Abstract
Background:
Magnetic resonance imaging (MRI) provides objective information about brain structural atrophy in patients with Alzheimer’s disease (AD). This multi-structural atrophic information, when integrated as a single differential index, has the potential to further elevate the accuracy of AD identification from normal control (NC) compared to the conventional structure volumetric index.
Objective:
We herein investigated the performance of such an MRI-derived AD index, AD-Resemblance Atrophy Index (AD-RAI), as a neuroimaging biomarker in clinical scenario.
Method:
Fifty AD patients (19 with the Amyloid, Tau, Neurodegeneration (ATN) results assessed in cerebrospinal fluid) and 50 age- and gender-matched NC (19 with ATN results assessed using positron emission tomography) were recruited in this study. MRI-based imaging biomarkers, i.e., AD-RAI, were quantified using AccuBrain®. The accuracy, sensitivity, specificity, and area under the ROC curve (AUC) of these MRI-based imaging biomarkers were evaluated with the diagnosis result according to clinical criteria for all subjects and ATN biological markers for the subgroup.
Results:
In the whole groups of AD and NC subjects, the accuracy of AD-RAI was 91%, sensitivity and specificity were 88% and 96%, respectively, and the AUC was 92%. In the subgroup of 19 AD and 19 NC with ATN results, AD-RAI results matched completely with ATN classification. AD-RAI outperforms the volume of any single brain structure measured.
Conclusion:
The finding supports the hypothesis that MRI-derived composite AD-RAI is a more accurate imaging biomarker than individual brain structure volumetry in the identification of AD from NC in the clinical scenario.
Keywords
INTRODUCTION
Alzheimer’s disease (AD) is an occult and progressive neurodegenerative disease and is the most common type of dementia [1, 2]. The majority of AD patients seeking medical consultation are in the moderate-to-severe stage, and it is usually too late for the treatment to be effective [3]. Early and accurate identification of patients with AD is the key to achieve satisfactory treatment efficacy [4]. The main reasons for the delayed medical treatment include: 1) it is commonly believed that memory loss is a normal physiological phenomenon of aging and 2) the clinical symptoms of some AD patients are atypical, and the methods to confirm AD (such as cerebrospinal fluid examination and positron emission tomography, CSF and PET) are complicated and expensive [5 –7]. Therefore, it is in high demand to have a non-invasive AD identification tool that is highly consistent with the clinical diagnosis or neurobiological tests, easy to implement, and objective.

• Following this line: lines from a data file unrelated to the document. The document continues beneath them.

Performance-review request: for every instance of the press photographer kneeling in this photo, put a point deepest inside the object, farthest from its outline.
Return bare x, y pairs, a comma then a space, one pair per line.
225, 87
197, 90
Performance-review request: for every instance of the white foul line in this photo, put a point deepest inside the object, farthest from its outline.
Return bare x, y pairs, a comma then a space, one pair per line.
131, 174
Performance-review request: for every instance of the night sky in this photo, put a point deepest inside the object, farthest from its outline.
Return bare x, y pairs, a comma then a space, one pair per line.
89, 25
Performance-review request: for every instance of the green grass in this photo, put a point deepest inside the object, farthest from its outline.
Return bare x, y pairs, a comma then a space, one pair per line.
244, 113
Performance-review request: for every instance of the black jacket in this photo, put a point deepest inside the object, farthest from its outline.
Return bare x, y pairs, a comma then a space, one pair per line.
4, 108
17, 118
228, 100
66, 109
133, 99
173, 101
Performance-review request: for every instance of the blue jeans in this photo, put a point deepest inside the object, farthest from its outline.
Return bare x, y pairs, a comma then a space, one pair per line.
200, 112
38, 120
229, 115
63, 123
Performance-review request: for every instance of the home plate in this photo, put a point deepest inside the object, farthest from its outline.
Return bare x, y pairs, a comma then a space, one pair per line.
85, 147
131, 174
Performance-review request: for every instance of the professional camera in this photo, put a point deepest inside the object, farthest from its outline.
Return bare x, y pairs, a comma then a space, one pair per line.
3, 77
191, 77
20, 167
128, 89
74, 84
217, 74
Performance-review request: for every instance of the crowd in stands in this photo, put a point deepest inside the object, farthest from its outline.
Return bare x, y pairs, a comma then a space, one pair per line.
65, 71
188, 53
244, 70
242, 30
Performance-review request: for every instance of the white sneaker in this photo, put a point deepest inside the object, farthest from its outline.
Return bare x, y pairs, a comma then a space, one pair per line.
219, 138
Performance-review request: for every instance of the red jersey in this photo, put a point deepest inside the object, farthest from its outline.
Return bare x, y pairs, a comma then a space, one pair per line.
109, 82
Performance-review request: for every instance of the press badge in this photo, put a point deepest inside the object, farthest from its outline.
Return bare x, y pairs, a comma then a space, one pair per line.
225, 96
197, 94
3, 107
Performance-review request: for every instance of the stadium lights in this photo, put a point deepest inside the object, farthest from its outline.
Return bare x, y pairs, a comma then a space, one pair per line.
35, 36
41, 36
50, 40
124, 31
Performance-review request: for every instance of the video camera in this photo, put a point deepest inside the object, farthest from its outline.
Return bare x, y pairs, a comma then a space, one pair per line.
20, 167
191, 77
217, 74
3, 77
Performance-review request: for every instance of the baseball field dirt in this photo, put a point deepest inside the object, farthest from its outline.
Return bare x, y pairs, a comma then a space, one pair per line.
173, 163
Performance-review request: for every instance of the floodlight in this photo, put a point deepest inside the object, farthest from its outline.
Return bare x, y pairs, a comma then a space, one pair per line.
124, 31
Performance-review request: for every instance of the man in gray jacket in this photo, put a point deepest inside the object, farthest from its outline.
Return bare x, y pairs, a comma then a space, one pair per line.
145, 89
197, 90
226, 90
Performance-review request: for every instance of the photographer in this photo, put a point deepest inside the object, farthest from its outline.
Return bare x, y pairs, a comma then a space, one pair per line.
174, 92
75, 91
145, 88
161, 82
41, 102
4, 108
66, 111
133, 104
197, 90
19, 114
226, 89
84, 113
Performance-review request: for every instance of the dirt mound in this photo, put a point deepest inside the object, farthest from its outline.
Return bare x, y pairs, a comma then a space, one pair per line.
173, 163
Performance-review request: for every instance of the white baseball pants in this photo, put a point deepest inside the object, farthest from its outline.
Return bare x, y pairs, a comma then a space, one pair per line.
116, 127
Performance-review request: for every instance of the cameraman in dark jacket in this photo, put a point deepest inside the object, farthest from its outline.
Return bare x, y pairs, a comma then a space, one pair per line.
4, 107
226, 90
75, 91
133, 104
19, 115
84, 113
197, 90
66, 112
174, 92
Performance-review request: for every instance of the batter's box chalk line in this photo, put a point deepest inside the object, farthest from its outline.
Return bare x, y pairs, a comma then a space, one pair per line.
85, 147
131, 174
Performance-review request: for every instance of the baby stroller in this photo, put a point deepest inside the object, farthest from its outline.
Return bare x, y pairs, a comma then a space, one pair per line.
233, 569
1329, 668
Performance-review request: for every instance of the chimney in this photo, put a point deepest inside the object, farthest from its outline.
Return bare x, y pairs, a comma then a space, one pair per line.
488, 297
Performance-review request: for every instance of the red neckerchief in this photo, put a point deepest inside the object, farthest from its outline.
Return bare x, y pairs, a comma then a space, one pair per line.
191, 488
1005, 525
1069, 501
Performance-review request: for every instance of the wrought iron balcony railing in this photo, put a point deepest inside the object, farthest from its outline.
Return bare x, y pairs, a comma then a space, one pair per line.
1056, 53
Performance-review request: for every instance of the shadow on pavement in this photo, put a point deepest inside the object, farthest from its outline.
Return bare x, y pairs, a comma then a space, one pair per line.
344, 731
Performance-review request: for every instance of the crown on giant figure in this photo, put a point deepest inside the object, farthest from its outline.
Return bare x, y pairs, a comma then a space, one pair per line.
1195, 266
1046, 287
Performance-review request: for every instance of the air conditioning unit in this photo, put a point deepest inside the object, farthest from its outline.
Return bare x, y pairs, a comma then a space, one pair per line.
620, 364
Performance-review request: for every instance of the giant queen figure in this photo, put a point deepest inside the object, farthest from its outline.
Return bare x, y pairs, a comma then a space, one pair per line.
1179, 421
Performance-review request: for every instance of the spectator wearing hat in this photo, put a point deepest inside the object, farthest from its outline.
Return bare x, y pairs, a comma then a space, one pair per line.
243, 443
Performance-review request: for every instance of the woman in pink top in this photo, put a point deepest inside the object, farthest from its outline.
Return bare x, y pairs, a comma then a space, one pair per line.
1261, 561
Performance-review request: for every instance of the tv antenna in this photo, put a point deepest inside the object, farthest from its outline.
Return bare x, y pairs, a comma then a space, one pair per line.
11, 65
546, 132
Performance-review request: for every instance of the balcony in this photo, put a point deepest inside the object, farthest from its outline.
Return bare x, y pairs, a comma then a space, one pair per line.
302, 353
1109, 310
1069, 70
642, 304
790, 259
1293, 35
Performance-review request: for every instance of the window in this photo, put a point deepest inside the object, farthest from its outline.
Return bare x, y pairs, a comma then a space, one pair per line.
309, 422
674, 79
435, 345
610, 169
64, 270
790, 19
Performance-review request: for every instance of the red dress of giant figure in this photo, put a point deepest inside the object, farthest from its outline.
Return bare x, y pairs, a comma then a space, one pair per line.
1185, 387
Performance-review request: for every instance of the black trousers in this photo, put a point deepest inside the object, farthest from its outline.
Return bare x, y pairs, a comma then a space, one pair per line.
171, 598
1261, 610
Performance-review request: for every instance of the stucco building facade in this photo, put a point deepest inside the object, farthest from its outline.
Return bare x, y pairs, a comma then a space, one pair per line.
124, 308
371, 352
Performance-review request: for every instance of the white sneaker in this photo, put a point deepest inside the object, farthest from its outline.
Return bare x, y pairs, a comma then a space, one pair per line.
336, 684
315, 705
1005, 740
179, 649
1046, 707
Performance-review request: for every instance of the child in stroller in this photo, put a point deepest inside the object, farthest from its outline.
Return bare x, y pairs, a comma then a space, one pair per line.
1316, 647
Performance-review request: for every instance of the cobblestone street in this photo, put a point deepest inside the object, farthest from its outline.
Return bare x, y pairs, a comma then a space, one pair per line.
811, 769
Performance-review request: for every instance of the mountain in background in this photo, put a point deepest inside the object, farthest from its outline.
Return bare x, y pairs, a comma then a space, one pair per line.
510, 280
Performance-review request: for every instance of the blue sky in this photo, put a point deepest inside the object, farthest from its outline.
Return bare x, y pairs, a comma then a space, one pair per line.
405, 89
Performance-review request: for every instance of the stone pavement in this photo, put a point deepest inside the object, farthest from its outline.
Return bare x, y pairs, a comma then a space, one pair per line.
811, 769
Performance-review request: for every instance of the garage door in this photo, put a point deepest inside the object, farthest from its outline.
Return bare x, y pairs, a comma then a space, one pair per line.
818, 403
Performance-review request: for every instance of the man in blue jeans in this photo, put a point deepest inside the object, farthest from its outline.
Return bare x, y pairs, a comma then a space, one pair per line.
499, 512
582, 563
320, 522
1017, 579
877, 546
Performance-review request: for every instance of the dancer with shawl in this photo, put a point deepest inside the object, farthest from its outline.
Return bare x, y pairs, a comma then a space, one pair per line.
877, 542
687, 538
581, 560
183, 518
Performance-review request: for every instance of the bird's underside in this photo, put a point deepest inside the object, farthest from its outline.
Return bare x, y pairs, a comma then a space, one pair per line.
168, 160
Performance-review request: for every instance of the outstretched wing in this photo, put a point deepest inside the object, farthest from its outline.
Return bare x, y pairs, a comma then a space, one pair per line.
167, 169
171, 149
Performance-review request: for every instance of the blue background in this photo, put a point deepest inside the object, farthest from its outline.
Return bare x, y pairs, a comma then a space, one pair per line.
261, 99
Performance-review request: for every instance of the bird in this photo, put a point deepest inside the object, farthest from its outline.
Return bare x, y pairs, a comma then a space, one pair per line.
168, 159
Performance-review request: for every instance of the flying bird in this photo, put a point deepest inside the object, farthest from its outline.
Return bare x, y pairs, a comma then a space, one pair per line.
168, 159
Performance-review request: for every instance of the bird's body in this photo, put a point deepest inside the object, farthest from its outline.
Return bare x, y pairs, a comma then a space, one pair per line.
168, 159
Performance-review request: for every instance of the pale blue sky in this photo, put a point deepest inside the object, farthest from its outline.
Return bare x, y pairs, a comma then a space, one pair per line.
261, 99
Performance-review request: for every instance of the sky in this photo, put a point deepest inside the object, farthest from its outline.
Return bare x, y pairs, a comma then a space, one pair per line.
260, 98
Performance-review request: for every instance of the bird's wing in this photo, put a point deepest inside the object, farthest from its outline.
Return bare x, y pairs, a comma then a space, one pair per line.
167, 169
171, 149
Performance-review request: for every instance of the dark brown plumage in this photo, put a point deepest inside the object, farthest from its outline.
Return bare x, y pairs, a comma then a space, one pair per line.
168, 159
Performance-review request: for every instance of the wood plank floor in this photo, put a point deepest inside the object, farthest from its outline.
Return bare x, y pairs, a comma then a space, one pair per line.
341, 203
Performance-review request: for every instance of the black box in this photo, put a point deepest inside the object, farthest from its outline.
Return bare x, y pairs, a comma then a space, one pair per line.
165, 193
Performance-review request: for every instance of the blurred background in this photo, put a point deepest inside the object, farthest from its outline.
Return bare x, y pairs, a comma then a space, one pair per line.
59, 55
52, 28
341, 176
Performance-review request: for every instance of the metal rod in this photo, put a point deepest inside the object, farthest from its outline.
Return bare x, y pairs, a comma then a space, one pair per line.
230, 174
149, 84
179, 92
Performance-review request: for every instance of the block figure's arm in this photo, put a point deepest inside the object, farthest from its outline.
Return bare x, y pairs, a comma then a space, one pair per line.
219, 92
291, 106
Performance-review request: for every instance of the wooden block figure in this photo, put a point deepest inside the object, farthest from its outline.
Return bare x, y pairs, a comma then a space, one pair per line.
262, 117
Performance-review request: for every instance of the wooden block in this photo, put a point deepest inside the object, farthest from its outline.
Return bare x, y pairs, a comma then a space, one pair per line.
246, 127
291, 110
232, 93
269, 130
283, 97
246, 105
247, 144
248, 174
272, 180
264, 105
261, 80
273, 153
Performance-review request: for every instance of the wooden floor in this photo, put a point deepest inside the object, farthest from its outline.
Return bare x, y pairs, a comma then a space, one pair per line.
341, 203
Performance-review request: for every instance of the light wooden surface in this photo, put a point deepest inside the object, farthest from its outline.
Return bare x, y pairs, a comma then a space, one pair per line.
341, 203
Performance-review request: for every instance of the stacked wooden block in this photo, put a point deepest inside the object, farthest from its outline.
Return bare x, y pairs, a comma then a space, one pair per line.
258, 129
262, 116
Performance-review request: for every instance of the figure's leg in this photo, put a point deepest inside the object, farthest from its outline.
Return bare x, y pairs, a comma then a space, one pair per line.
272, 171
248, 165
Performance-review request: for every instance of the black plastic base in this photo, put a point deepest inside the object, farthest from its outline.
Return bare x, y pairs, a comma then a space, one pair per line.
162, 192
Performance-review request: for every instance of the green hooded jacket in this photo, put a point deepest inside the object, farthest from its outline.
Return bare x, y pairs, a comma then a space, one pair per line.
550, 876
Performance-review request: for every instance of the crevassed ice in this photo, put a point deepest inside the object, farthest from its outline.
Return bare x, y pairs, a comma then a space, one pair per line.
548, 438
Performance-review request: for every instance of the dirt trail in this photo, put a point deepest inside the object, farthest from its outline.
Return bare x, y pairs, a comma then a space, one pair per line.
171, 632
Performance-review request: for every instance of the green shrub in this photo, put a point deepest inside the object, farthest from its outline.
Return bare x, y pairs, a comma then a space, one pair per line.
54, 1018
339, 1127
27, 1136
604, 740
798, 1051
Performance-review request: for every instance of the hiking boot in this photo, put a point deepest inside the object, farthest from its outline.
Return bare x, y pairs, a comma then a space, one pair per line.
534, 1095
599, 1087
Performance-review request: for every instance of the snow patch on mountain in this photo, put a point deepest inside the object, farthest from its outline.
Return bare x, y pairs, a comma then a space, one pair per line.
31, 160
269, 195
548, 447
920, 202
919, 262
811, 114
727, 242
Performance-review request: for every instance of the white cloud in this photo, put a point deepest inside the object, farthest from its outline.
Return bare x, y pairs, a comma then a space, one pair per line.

The neuropathological changes of AD are continuous and irreversible processes, manifested by amyloid deposition, tau protein phosphorylation, and neuron death [8, 9]. Macroscopically, the main manifestation is the atrophy of specific brain structures, which can be visualized in magnetic resonance imaging (MRI), and thus is a powerful tool for detection and differentiation of neurodegenerative diseases [10, 11]. Hippocampal atrophy is a neuroimaging biomarker of AD, and the degree of atrophy is related to the risk of dementia development [12, 13]. AccuBrain® (BrainNow Medical Technology Ltd, China) is a National Medical Products Administration and Conformite Europeenne marked cloud-based brain MRI analysis software for clinical use that automatically segments and quantifies brain structures in around 20 minutes. Based on the brain structure volumetry results, the AD Resemblance Atrophy Index (AD-RAI) was derived and has the potential to assess the cognitive decline in mild cognitive impaired patients and cognitively unimpaired subjects [14].
Although the predictive value of AD-RAI for cognitive decline has been demonstrated[14], the validation of its diagnosis performance with clinical and biological result is still lacking. The main objective of this study is to investigate the consistency of MRI-derived atrophy composite index (i.e., AD-RAI) in the identification of AD from NC. The performance of AD-RAI will be compared with conventionally used volumetry of the AD-related brain structure and lobe atrophy features.
METHODS
Subjects
Fifty patients with 3D T1W MRI clinically diagnosed as “sporadic AD” were acquired retrospectively from the clinical database in Sun Yat-sen University and the Third Affiliated Hospital of Shenzhen University from 2015 to 2019. The use of these data was approved by the Medical Research Ethics Committee of Sun Yat-sen Memorial Hospital of Sun Yat-sen University and the Medical Research Ethics Committee of The Third Affiliated Hospital of Shenzhen University. Fifty cognitively normal subjects were selected, according to their gender and age to match with the AD group, from the data acquired in the CU-RISK study (N = 31) [15] and SEEDS study (N = 19) [16] conducted in The Chinese University of Hong Kong, and the ethical approval was granted by The Chinese University of Hong Kong – New Territories East Cluster Clinical Research Ethics Committee. Aside from MRI data, the subjects in SEEDS study underwent 11C-PIB (Pittsburgh Compound B) PET, 18F-T807 (AV-1451) PET, and FDG PET to evaluate the amount of amyloid β, tau deposition, and neurodegeneration, respectively.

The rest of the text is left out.